As part of an ongoing investigation of study abroad programs, the New York State Attorney General issued a subpoena to Cornell and 14 other colleges last month to scrutinize their relationships with independent study abroad agencies. Whether or not the inquiry elicits any wrongdoing, the subpoena does underscore a serious issue within our study abroad office, namely the preference of certain programs and even countries over other comparable alternatives.
Abroad programs generate a boatload of cash (or as my friends and I say after visiting Denmark, a hefty sum of Kroner), which, as always, should raise eyebrows. My Cornell tuition was highest during my semester abroad in London, and included a supplemental $5,000 fee for an ill-defined “Cornell International Program Tuition” (where was the other $15,000 going?).
Now, with the revelation that university offices may have been colluding with study abroad providers in “rarely disclosed and largely unknown” practices that could “limit study-abroad options and drive up their price,” according to The New York Times, it is imperative that Attorney General Andrew M. Cuomo not back down from his investigation.

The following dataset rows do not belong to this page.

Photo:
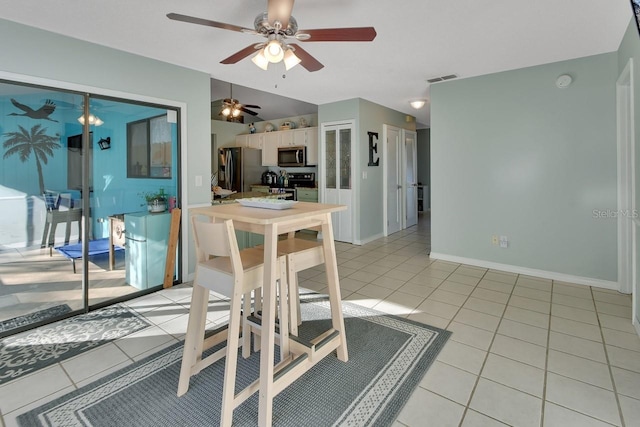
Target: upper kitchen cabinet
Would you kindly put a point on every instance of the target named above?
(270, 148)
(269, 142)
(311, 142)
(252, 140)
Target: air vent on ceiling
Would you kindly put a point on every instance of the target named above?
(442, 78)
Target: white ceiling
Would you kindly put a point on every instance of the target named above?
(417, 40)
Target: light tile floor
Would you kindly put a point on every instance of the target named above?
(525, 351)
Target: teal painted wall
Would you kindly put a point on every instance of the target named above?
(41, 54)
(511, 154)
(38, 53)
(424, 162)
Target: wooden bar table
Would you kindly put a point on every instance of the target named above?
(271, 223)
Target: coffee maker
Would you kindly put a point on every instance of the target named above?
(270, 178)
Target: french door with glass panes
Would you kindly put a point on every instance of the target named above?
(337, 171)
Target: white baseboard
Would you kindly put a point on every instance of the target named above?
(368, 239)
(588, 281)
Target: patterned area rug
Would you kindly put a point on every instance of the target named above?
(32, 350)
(388, 357)
(31, 318)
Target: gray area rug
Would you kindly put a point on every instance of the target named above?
(29, 351)
(31, 318)
(388, 357)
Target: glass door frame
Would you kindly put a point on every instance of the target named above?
(88, 93)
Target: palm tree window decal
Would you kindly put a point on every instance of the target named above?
(24, 142)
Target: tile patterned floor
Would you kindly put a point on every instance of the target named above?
(525, 351)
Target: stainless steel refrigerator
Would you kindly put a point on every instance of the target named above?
(239, 168)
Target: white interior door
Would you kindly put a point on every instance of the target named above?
(628, 224)
(411, 178)
(337, 172)
(394, 182)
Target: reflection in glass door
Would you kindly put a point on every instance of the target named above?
(40, 213)
(134, 186)
(67, 199)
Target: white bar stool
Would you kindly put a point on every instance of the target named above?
(235, 274)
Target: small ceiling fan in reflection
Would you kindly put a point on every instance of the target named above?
(278, 27)
(232, 109)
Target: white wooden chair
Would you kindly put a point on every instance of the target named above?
(235, 274)
(300, 254)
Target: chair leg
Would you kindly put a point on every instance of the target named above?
(231, 362)
(194, 337)
(257, 305)
(294, 298)
(246, 326)
(284, 309)
(45, 234)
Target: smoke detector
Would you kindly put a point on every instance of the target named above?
(442, 78)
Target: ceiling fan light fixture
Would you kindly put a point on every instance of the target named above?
(93, 120)
(260, 60)
(290, 59)
(273, 51)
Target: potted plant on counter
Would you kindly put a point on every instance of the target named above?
(156, 200)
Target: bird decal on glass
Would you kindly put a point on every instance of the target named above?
(41, 113)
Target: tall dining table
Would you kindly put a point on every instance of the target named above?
(272, 223)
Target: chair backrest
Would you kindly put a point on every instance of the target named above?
(51, 200)
(216, 239)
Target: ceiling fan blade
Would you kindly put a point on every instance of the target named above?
(355, 34)
(253, 113)
(306, 60)
(279, 10)
(208, 23)
(241, 54)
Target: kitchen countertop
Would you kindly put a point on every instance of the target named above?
(246, 194)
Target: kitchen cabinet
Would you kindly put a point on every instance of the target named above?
(242, 141)
(292, 138)
(260, 189)
(270, 148)
(253, 140)
(311, 142)
(269, 142)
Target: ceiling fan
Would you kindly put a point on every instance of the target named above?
(232, 109)
(278, 26)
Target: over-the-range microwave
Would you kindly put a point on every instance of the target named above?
(292, 156)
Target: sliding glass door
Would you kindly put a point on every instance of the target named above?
(76, 172)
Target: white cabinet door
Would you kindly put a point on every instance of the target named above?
(254, 140)
(311, 142)
(270, 148)
(286, 138)
(242, 141)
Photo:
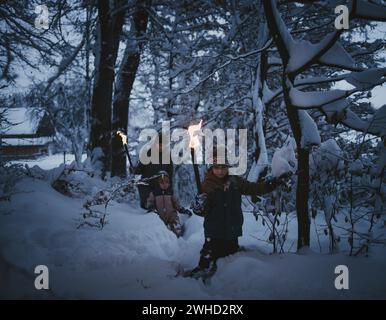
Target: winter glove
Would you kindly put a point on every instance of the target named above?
(199, 204)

Truth be told, there is little chance that the subpoena will reveal any corruption at our University. Nonetheless, it should open Cornell’s ears to the grumblings of many students that the study abroad office has shown undue favoritism in promoting some programs over others.

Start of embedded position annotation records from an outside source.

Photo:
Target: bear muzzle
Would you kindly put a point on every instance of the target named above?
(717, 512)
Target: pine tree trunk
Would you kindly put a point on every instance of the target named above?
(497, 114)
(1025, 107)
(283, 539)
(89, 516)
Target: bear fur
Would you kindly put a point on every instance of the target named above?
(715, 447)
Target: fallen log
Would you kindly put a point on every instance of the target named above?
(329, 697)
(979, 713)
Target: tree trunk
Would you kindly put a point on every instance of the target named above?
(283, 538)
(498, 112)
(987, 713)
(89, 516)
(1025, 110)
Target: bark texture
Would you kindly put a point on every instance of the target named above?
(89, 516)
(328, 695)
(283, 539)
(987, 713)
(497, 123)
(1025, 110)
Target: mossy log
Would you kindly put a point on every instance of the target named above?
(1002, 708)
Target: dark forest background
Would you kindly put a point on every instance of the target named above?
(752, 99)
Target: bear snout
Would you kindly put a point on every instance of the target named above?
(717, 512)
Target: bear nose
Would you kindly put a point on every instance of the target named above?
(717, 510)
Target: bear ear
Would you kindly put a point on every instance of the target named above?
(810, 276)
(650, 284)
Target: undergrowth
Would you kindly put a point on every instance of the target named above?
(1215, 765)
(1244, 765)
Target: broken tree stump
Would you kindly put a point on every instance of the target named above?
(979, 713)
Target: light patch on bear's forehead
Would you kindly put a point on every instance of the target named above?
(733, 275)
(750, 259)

When Margaret Kurtzman ’08 approached the Study Abroad office last fall, she already knew that she wanted to spend the following semester in Scotland. During her meetings with the office, she found that it was supportive of her decision, but that it was actively stressing the University of Edinburgh over another program at the University of St. Andrews.

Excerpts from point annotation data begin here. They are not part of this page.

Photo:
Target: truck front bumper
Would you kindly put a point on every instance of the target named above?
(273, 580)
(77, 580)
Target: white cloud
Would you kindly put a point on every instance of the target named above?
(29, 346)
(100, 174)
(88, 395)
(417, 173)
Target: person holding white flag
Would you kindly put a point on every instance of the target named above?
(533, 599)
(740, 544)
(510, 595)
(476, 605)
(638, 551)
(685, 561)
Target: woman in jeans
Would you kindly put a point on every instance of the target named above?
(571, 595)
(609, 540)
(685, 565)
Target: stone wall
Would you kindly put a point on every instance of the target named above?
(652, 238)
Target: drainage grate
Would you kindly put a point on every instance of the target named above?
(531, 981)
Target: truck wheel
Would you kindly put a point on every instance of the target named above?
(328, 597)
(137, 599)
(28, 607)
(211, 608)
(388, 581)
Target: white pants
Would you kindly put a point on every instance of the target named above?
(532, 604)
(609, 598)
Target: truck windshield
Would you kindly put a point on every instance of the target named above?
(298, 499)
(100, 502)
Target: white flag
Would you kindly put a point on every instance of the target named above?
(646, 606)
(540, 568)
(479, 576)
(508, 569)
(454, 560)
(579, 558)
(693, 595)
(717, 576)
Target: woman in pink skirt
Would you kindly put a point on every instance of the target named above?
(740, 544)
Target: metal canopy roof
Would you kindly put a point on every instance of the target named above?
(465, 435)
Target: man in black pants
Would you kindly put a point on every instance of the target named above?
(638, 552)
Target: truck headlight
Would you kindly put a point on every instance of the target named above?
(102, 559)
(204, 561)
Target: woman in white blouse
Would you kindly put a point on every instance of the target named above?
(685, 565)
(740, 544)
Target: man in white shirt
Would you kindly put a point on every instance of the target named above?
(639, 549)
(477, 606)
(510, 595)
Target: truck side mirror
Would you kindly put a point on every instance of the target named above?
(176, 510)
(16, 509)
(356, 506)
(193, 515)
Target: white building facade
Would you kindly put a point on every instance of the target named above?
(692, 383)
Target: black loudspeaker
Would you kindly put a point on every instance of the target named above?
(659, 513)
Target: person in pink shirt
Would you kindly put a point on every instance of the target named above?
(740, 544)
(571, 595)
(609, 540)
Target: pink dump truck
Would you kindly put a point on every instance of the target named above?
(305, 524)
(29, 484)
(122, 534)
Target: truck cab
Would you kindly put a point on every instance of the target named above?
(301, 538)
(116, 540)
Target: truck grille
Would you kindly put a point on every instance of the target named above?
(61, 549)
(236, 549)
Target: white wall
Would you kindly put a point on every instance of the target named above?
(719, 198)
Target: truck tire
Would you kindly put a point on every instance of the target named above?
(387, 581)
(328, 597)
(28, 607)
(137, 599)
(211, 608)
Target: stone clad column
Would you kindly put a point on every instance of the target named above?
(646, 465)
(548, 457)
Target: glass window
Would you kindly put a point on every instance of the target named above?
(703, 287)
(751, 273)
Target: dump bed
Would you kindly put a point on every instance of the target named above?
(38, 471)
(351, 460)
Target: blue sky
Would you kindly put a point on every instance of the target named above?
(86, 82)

“The main difference,” Kurtzman said, “was that at Cornell they made it seem like the University of Edinburgh was a more prestigious school,” when in fact, she found the difference to be “so slight” once she arrived in Scotland.
Two students who traveled to nearby Ireland had similar complaints with the Abroad office.
Josh Gerber ’08 — a housemate of mine — initially wanted to go to Prague, but after the Abroad office told him it was akin to “one big party,” and that law schools would frown on his studying there, he set his sights on Dublin, “home to James Joyce, my favorite author,” as Gerber said.
Abroad steered him to Trinity College, and promised that student housing would be made available. Yet when he arrived in Dublin on New Years Day, he found that Trinity did not in fact offer housing, and that he was on his own.
“I lived out of a suitcase for a week, and went apartment hunting all over the city,” Gerber said, remembering one rental above a substance recovery center located in a neighborhood known to locals as “Stab City.”
For Anna Dubenko ’08, Trinity College (even sans accommodations) would have been preferable to the program she ended up on, at University College Dublin. There, unbeknownst to her beforehand, she had to enroll in six classes as part of UCD’s rigorous curriculum.
Gerber and Dubenko both said they felt slighted by the University for not offering a Butler University program as an option, where “students from various universities back in the States” studied at Trinity, but were also treated to “amazing housing and organized activities for its students to help them make friends and get acclimated to the foreign city,” said Gerber.
The same fate awaited Liana Kraushaar ’08 in Bologna, where study abroad sent her to further her studies in Italian. Kraushaar was told that her first choice program’s deadline had passed (though she later applied, and got in), and that she should instead apply to a program run by Indiana University — so she did.
But when she landed in Bologna, Kraushaar found that her program provided no student housing, and instead walked its 15 students through the streets, encouraging them to rip flyers with apartment advertisements off the city walls. Here’s the kicker: there was a very similar program nearby, with the “same type of requirements, except that accommodations were provided, and the program was better run,” said Kraushaar.
At the end of the day, none of these stories prove any wrongdoing on the part of the University; yet where Cuomo sees fire, there does appear to be smoke. Even if the subpoena fails to reveal any misconduct at Cornell, there’s good reason to take a second look at where all this tuition’s going, and perhaps more importantly, whether anyone is benefiting more from it than the students themselves.